On sera moins enthousiaste pour Ciel de France qui est signé par François Reichenbach. Il s’agit en réalité d’une sorte de jonglerie, de feu d’artifice, de plans d’une réelle beauté plastique mais qui semblent totalement indépendants les uns des autres. Le titre n’est nullement justifié et le réalisateur ne nous a pas fait l’hommage d’une quelconque explication. Nous devons nous contenter de deux phrases récitées par un speaker endormi. Ciel de France est sans doute le film le plus décevant de la récente production de l’ECPA.
Diffusé dans tous les centres des régions militaires, le reportage de Marc Rament Ne m’appelle plus Tarzan ! présente, sous ce titre ironique, l’entraînement physique intense auquel sont soumis les futurs membres des commandos.
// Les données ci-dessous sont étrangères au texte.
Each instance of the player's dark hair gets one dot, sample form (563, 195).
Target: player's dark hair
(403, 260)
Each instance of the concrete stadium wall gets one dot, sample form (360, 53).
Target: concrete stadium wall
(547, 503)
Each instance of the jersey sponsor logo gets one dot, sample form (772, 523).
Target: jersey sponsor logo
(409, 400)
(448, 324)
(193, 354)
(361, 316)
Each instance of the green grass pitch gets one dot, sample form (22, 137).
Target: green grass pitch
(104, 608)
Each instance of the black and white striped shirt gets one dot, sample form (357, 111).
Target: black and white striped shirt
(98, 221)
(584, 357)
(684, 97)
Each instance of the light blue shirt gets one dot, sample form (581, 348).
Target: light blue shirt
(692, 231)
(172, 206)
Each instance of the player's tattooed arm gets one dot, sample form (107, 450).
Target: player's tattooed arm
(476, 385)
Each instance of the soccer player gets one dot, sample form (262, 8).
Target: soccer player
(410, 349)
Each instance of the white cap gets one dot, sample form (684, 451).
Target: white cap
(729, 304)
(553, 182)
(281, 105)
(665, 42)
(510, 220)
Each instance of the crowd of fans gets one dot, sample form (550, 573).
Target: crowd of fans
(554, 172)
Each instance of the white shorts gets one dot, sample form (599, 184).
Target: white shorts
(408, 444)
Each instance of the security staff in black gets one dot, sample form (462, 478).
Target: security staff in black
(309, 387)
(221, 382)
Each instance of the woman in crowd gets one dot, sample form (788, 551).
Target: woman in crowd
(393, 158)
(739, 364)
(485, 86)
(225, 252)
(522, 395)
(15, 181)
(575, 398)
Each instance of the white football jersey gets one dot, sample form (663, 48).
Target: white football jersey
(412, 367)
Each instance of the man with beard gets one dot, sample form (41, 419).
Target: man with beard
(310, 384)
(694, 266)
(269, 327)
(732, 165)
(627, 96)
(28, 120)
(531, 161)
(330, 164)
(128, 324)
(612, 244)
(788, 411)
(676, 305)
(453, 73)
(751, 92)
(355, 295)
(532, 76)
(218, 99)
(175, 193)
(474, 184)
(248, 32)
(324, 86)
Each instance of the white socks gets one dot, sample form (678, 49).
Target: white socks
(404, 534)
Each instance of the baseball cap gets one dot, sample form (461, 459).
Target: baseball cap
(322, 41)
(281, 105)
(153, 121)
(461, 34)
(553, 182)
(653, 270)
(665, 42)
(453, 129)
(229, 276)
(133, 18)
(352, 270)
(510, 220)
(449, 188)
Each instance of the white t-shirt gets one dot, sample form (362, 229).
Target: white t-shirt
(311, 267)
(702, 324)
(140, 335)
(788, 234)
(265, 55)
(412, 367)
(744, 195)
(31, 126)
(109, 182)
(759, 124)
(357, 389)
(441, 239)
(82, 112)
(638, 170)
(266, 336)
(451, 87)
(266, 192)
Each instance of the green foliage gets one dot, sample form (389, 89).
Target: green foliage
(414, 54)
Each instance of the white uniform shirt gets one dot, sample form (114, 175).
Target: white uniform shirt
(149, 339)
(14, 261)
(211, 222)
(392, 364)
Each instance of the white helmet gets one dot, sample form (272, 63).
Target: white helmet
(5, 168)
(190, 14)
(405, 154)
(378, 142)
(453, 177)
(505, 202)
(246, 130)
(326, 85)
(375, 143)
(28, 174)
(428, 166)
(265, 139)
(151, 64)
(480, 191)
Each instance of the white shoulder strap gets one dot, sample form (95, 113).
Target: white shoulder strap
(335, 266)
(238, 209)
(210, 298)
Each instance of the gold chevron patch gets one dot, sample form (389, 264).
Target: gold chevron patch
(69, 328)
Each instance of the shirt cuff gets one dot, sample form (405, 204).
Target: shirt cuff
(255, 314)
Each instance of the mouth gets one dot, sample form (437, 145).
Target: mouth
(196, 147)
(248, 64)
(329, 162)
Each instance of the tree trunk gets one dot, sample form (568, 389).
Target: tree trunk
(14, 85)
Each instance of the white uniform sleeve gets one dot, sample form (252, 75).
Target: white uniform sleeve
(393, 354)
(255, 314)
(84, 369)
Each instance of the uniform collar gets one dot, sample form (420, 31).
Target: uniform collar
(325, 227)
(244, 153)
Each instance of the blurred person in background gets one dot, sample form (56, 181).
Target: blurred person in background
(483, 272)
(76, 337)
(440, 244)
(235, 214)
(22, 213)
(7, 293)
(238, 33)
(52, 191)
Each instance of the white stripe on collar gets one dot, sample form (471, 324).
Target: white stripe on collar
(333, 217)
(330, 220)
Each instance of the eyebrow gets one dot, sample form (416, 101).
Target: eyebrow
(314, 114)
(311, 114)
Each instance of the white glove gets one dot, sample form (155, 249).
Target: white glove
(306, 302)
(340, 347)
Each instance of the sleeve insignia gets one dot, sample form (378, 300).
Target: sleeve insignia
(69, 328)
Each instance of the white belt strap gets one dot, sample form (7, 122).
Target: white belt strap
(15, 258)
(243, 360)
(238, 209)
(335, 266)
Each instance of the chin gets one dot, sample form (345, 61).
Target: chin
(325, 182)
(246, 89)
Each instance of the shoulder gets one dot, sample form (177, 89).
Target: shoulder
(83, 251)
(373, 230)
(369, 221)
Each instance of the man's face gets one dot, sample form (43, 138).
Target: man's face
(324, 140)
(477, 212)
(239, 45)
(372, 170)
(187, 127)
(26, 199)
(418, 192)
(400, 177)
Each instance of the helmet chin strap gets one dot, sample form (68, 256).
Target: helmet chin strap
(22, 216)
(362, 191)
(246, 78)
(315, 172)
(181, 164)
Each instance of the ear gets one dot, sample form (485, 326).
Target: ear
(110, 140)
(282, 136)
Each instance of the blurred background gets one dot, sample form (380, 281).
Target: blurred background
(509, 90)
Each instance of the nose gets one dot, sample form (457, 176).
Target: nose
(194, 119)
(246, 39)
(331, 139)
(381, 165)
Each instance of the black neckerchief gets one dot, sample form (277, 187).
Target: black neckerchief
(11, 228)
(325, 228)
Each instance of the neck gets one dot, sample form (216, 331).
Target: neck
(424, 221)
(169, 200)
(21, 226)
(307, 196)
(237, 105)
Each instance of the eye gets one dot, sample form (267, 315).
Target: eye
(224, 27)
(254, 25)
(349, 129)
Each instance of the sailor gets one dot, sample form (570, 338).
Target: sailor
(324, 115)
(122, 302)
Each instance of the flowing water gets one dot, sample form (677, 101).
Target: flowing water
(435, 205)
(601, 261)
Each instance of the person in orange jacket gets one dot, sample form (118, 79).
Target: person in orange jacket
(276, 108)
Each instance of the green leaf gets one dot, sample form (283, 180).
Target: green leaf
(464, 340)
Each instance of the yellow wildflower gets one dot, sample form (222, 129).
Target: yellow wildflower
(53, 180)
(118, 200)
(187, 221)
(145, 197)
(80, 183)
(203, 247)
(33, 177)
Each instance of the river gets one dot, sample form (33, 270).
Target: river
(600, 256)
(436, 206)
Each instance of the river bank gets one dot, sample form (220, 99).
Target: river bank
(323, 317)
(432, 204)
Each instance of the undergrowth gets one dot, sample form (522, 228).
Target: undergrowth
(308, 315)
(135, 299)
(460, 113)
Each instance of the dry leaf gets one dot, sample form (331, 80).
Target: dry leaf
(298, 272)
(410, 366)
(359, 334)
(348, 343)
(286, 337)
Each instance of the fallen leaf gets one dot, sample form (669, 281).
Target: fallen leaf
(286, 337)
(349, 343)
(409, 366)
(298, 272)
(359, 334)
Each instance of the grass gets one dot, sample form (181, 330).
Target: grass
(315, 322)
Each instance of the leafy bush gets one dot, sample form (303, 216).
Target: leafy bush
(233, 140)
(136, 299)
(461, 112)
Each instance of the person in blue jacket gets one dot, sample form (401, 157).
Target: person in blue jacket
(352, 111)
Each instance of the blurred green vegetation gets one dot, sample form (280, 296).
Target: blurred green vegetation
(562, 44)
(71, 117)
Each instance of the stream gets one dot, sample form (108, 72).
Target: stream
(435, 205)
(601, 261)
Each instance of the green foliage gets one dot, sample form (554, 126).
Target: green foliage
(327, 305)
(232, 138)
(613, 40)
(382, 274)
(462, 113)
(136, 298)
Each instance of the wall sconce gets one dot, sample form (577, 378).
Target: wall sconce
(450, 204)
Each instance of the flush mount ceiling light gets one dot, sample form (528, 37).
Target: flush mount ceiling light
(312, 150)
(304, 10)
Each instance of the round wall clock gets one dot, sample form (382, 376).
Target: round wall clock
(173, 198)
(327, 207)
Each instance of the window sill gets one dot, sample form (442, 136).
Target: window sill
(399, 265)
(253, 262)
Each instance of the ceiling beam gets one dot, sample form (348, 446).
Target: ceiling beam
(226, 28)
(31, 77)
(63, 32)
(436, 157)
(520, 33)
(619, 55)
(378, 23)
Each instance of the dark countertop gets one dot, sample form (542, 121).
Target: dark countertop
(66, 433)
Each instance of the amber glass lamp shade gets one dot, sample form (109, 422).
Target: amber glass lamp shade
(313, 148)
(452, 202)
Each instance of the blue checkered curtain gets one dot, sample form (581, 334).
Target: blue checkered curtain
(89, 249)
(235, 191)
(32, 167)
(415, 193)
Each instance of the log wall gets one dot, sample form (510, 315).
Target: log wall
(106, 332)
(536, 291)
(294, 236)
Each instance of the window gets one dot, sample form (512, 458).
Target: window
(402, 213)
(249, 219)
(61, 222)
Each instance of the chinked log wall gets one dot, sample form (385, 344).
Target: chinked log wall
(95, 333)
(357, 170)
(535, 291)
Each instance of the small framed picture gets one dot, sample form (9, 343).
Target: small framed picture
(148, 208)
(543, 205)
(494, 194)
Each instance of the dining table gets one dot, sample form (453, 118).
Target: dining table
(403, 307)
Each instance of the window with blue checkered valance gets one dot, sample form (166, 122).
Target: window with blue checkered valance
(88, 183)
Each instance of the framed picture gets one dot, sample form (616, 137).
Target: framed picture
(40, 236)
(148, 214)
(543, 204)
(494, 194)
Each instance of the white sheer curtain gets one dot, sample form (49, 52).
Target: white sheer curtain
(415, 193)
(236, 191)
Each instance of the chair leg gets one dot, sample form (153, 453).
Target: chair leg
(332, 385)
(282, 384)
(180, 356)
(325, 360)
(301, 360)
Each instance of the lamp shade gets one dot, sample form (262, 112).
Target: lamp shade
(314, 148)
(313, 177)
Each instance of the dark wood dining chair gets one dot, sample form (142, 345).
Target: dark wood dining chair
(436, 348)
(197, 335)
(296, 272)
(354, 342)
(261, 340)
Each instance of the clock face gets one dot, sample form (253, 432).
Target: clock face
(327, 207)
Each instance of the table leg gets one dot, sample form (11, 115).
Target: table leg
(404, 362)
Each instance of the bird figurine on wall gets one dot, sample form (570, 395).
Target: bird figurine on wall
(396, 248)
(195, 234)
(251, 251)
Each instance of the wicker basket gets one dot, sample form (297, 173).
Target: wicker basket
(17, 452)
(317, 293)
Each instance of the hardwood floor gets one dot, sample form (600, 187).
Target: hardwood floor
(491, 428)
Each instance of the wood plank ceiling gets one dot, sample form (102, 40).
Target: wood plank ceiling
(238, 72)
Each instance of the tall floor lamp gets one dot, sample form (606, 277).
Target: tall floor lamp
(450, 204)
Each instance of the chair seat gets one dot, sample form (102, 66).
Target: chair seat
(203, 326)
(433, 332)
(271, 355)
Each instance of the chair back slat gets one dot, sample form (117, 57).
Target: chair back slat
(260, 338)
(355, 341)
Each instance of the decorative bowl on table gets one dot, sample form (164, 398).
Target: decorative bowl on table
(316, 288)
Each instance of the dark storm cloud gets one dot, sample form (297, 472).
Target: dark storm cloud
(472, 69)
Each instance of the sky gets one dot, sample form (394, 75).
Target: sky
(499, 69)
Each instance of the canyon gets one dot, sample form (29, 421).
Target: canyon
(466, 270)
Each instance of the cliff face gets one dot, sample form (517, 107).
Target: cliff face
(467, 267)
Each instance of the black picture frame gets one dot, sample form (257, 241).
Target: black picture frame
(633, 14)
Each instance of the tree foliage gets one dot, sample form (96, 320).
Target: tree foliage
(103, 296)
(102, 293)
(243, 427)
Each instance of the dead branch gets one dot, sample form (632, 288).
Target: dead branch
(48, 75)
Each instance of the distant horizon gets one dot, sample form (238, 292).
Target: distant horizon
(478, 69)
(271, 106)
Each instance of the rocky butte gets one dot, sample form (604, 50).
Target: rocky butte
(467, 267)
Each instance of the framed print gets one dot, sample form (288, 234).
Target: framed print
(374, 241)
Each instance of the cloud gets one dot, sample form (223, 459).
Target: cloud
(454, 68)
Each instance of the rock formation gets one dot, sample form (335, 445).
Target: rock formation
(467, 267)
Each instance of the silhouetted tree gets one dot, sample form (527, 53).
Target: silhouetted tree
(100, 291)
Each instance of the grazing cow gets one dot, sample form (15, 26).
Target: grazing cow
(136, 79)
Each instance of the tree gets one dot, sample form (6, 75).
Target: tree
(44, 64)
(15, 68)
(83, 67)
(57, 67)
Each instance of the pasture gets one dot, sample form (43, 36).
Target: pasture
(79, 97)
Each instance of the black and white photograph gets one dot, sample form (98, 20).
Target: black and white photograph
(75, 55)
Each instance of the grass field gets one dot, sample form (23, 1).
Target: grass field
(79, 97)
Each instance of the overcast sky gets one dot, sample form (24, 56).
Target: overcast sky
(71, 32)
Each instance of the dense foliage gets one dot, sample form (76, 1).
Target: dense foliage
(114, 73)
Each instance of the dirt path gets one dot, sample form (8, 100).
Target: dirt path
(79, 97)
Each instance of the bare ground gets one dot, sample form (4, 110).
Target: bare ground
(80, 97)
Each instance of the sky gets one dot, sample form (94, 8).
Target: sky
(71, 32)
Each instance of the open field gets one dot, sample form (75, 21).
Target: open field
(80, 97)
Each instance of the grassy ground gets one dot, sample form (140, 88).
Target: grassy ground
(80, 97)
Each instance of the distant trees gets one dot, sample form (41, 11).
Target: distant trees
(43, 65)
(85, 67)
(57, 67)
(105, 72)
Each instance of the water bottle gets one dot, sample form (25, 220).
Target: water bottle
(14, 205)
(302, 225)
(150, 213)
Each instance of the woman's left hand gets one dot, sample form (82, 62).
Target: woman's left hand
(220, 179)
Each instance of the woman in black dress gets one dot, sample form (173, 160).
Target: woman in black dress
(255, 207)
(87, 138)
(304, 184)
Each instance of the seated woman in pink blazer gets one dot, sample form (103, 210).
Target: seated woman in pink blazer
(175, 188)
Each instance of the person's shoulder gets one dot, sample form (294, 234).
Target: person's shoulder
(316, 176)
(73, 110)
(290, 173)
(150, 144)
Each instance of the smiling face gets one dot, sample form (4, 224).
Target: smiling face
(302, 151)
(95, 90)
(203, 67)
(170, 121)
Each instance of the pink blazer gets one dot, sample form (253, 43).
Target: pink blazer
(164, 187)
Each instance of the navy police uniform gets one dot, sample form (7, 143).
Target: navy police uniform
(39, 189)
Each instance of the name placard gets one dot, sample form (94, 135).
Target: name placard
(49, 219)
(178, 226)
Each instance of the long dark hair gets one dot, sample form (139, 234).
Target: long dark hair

Sans complaisance, le réalisateur nous a fait « toucher du doigt » les difficultés et aussi la peur éprouvées par les jeunes.
Dans des conditions souvent pénibles, les recrues des commandos font un dur apprentissage de leur métier qui exige qu’ils soient « aptes à mener le combat en toutes circonstances avec la volonté de vaincre ».
C’est à une répétition générale d’un autre genre et plus souriante que nous fait assister Le Défilé du 14 juillet de Raoul Coutard. Le défilé lui-même n’occupe qu’une très faible partie du film, l’essentiel étant consacré à la préparation minutieuse et consciencieuse de la manifestation. Nous y voyons tous les préparatifs du 2e Régiment d’infanterie de Marine stationné au Mans et qui, à l’occasion du 14 juillet, va défiler sur les Champs-Élysées. Ce reportage, légèrement romancé par le dialogue et le commentaire, a fait l’objet, paraît-il, de larges discussions au sein du Sirpa (Service d’informations et de relations publiques des armées). C’est que le texte est parfois assez irrévérencieux, sans doute pour « faire plus vrai ». Par ailleurs, les allusions à Abel Gance, René Clair, François Reichenbach et Jacques Rivette risquent de passer par-dessus la tête de la grande majorité des spectateurs militaires.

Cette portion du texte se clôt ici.